Черный Гетман (Трубников) - страница 49

— Ныряй вовнутрь.

Два раза упрашивать не пришлось.

— Мокро! — пожаловался из темноты девичий голос.

— Сейчас сухо станет, — успокоил Ольгерд.

То и дело стряхивая текущие по лицу струи, он споро нарезал гору еловника, и набросал на крышу. Ветки, что помягче, передал вовнутрь, чтобы вниз подстелить. Выслушав из шалаша радостный доклад о том, что "сверху больше не течет, а снизу не хлюпает", нагнувшись, забрался в пахнущий хвоей скит. Привык к темноте, встретился взглядом с Ольгой. Они улыбнулись друг другу уже как друзья, успешно справившиеся с общим и нужным делом. Дождь снаружи ударил пуще, но крепкий шалаш выдержал разверстые небесные хляби, не пустил внутрь воды.

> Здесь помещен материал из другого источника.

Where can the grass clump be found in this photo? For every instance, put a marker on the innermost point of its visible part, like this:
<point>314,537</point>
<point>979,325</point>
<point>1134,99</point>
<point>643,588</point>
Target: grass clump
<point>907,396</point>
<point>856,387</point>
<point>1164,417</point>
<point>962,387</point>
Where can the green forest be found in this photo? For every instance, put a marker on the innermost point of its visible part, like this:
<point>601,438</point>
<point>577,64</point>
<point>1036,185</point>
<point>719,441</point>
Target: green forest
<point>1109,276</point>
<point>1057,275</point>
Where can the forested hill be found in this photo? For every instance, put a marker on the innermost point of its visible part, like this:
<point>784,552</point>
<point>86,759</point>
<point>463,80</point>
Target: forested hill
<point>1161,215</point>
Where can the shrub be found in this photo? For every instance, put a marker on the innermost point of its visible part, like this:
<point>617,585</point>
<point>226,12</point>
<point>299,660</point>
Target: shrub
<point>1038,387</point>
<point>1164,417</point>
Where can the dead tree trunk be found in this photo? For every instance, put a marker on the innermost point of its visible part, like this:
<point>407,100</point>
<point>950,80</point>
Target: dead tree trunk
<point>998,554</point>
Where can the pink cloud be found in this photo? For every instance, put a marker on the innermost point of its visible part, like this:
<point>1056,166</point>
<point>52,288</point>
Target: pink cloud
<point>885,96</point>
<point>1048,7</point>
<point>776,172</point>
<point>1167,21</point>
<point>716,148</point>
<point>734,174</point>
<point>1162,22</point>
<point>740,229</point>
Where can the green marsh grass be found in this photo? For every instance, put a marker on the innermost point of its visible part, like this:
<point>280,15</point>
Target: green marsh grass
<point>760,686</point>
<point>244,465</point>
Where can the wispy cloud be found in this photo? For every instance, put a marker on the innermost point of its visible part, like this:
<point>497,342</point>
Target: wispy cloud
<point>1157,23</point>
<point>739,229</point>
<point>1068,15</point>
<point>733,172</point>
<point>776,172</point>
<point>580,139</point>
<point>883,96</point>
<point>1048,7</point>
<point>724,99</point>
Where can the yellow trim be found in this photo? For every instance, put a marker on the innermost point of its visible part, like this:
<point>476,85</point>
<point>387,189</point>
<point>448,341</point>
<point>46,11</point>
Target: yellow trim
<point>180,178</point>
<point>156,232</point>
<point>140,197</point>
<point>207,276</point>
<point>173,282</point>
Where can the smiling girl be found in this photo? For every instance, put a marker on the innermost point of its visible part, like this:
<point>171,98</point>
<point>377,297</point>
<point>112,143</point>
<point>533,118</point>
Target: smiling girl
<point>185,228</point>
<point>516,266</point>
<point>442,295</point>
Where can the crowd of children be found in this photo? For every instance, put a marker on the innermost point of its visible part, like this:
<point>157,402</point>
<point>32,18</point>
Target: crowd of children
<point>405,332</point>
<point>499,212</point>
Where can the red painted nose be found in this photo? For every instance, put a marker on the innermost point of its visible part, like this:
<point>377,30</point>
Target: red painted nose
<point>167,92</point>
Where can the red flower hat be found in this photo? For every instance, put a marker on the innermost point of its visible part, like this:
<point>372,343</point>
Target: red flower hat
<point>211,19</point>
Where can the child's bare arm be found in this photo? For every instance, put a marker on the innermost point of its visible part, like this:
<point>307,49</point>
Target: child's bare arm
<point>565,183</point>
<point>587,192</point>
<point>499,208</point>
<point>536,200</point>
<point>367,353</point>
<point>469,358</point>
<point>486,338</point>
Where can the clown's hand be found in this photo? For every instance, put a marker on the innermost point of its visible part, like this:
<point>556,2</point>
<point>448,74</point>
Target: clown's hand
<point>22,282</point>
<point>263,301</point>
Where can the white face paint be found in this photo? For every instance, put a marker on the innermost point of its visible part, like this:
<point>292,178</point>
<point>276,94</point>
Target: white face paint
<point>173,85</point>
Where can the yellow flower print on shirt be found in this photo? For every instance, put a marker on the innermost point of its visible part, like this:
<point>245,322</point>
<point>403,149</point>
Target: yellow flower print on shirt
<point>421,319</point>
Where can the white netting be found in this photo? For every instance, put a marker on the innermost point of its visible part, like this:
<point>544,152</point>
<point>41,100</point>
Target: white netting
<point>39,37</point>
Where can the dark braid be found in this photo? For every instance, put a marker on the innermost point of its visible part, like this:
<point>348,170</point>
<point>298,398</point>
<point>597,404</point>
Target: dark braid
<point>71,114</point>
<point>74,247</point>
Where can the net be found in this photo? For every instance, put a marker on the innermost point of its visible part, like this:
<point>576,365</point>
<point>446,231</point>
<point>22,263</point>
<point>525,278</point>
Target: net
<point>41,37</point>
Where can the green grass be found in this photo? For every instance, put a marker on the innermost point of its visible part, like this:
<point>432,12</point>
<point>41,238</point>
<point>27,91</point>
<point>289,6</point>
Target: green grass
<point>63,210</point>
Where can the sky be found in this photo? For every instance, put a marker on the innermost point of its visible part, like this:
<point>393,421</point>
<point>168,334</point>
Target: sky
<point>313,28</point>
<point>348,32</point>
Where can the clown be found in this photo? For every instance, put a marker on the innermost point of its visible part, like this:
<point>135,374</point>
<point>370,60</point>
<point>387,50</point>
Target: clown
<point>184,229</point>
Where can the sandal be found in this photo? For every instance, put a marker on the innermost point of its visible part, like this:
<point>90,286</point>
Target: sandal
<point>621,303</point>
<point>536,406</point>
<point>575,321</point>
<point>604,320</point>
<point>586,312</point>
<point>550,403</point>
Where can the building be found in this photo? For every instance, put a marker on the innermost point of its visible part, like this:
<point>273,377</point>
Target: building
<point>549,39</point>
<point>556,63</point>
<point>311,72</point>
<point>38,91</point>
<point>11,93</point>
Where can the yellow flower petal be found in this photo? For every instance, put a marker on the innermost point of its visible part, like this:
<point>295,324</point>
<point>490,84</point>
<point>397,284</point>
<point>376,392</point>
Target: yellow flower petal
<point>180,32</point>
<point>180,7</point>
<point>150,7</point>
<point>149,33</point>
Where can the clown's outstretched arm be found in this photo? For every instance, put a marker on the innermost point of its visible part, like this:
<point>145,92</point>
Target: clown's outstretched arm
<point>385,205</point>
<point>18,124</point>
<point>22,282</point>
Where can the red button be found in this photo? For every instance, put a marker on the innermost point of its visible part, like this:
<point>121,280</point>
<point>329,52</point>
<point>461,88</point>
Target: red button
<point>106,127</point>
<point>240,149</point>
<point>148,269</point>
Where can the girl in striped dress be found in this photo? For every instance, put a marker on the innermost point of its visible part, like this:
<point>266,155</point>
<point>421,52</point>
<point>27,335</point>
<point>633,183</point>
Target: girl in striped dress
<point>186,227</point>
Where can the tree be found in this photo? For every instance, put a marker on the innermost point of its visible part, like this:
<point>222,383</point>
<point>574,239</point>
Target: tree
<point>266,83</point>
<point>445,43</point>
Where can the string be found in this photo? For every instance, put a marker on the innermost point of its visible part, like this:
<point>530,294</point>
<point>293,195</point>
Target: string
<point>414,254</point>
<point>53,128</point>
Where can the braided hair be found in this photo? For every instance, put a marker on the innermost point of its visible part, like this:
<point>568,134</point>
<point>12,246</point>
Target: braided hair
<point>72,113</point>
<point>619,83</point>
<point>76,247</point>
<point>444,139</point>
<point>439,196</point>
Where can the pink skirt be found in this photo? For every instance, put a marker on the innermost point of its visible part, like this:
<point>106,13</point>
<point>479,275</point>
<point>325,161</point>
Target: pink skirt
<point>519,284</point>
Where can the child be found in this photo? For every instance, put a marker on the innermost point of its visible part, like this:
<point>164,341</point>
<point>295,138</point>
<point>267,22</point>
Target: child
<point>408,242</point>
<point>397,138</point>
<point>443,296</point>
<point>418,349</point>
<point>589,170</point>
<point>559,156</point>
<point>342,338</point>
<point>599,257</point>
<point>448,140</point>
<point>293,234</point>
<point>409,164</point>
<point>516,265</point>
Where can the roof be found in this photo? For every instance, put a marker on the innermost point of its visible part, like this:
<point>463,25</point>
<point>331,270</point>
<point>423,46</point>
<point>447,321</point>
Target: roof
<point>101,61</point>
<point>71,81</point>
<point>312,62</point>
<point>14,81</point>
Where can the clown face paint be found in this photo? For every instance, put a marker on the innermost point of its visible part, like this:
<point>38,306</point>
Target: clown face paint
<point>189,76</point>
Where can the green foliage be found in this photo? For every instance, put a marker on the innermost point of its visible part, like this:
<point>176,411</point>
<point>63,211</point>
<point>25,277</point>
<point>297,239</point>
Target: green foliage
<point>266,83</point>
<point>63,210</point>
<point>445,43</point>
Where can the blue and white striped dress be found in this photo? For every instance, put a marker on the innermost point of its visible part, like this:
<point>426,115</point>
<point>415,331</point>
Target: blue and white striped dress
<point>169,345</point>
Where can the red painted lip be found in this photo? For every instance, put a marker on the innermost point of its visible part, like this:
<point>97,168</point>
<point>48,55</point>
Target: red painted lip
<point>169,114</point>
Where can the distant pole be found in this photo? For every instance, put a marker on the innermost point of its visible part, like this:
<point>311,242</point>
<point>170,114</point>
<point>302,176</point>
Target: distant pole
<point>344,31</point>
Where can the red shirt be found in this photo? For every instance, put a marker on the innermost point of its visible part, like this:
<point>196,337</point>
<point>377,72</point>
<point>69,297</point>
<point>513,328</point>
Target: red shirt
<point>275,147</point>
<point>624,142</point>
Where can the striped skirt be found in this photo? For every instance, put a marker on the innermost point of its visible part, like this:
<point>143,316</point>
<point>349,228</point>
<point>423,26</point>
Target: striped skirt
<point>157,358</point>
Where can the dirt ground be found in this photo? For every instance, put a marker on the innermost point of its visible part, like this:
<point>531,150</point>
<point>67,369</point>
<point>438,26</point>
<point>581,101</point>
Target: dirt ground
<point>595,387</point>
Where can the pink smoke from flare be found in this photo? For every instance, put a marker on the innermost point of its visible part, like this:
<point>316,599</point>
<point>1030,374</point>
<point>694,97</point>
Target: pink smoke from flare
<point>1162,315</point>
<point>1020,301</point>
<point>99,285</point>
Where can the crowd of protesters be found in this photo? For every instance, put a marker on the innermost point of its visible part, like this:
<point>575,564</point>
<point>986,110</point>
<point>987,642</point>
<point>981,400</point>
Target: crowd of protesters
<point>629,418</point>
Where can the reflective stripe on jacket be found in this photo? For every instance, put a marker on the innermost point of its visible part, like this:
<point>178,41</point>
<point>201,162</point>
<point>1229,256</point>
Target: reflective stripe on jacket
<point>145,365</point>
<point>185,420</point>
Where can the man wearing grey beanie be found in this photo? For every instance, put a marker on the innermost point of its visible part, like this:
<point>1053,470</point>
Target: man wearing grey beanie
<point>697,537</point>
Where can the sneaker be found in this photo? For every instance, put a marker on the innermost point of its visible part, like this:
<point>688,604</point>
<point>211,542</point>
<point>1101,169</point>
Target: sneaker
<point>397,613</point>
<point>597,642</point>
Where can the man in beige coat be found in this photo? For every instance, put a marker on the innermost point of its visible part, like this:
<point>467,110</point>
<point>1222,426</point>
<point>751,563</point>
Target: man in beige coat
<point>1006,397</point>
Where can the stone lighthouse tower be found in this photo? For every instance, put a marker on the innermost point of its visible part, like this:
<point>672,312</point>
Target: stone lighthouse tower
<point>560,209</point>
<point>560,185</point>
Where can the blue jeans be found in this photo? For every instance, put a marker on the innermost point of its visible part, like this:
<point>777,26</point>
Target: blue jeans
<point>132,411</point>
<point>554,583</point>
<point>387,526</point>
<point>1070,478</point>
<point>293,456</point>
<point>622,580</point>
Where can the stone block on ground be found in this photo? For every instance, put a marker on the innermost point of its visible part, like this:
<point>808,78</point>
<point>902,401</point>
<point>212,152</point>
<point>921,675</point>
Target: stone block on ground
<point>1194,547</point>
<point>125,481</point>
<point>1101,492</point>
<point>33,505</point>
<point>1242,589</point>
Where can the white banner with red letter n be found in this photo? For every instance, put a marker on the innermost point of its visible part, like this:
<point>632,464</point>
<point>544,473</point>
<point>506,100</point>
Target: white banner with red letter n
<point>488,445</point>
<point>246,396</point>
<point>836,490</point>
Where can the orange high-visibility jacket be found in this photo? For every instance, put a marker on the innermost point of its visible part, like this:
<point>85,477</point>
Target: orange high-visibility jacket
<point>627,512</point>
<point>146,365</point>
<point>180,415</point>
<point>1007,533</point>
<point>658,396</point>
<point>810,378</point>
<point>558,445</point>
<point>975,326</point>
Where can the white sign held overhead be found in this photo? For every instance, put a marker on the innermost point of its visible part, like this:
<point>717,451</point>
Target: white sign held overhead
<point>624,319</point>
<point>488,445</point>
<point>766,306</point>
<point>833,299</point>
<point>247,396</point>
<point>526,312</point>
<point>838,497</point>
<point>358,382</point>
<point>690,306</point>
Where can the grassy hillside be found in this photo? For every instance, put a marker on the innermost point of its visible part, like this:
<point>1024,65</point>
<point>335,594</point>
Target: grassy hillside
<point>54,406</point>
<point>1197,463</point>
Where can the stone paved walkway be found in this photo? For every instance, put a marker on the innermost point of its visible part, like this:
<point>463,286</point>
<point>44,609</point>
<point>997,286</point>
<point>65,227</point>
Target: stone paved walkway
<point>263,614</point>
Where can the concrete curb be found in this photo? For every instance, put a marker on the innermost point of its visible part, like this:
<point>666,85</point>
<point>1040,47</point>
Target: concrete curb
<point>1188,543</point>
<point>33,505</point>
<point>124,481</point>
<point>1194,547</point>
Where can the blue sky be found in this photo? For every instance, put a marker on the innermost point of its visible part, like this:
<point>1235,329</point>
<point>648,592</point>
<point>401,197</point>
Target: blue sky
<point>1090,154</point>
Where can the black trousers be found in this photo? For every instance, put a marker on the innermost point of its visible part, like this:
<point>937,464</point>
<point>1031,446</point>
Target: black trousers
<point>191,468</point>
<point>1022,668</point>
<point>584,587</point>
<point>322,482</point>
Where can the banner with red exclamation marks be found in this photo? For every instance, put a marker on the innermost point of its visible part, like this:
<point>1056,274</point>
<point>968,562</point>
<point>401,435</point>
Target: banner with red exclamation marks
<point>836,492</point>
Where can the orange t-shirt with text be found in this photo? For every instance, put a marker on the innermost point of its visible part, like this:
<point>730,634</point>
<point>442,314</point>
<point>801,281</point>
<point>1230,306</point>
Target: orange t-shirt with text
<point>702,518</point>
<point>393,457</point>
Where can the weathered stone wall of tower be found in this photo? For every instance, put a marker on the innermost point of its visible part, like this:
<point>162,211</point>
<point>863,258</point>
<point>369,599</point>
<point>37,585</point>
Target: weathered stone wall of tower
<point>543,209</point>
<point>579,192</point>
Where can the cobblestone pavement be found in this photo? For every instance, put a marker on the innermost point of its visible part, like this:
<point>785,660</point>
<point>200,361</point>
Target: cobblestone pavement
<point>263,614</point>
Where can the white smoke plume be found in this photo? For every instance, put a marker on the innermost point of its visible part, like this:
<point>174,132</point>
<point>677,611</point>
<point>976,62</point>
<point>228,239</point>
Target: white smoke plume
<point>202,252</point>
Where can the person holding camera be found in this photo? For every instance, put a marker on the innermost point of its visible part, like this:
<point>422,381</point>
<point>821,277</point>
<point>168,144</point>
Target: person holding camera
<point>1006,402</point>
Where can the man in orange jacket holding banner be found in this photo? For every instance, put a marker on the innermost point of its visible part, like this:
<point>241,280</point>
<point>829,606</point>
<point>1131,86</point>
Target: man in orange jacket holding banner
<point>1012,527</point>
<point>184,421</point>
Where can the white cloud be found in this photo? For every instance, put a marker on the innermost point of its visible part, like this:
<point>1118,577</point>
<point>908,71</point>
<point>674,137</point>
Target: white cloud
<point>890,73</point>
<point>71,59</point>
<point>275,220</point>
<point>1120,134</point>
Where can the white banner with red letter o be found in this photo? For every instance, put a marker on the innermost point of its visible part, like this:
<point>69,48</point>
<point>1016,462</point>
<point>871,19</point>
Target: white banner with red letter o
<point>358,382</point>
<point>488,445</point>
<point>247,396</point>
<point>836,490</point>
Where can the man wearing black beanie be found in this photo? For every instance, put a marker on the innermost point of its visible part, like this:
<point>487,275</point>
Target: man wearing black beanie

Укрывшись от непогоды они понемногу пришли в себя. Только сейчас Ольгерд ощутил. что вымок насквозь с головы до ног. Поглядел на Ольгу. Девушка сидела у дальнего края, поджав ноги и обхватив руками колени. Зубы у нее постукивали.

— Выжмись, — сказал ей, — застудишься. Я отвернусь.

Девушка благодарно кивнула.

Ольгерд крутнулся на месте, сел лицом ко входу, порывшись в сумке достал чудом не промокшую ветошь и, прислушиваясь к шуршанию за спиной, начал насухо протирать патроны.

Он ждал разрешения повернуться, но дождался совсем другого. Вздрогнул от неожиданного прикосновения, когда шею обхватили тонкие девичьи руки. Ольга прижалась к нему всем телом — мокрая и холодная, обняла, задышала в ухо.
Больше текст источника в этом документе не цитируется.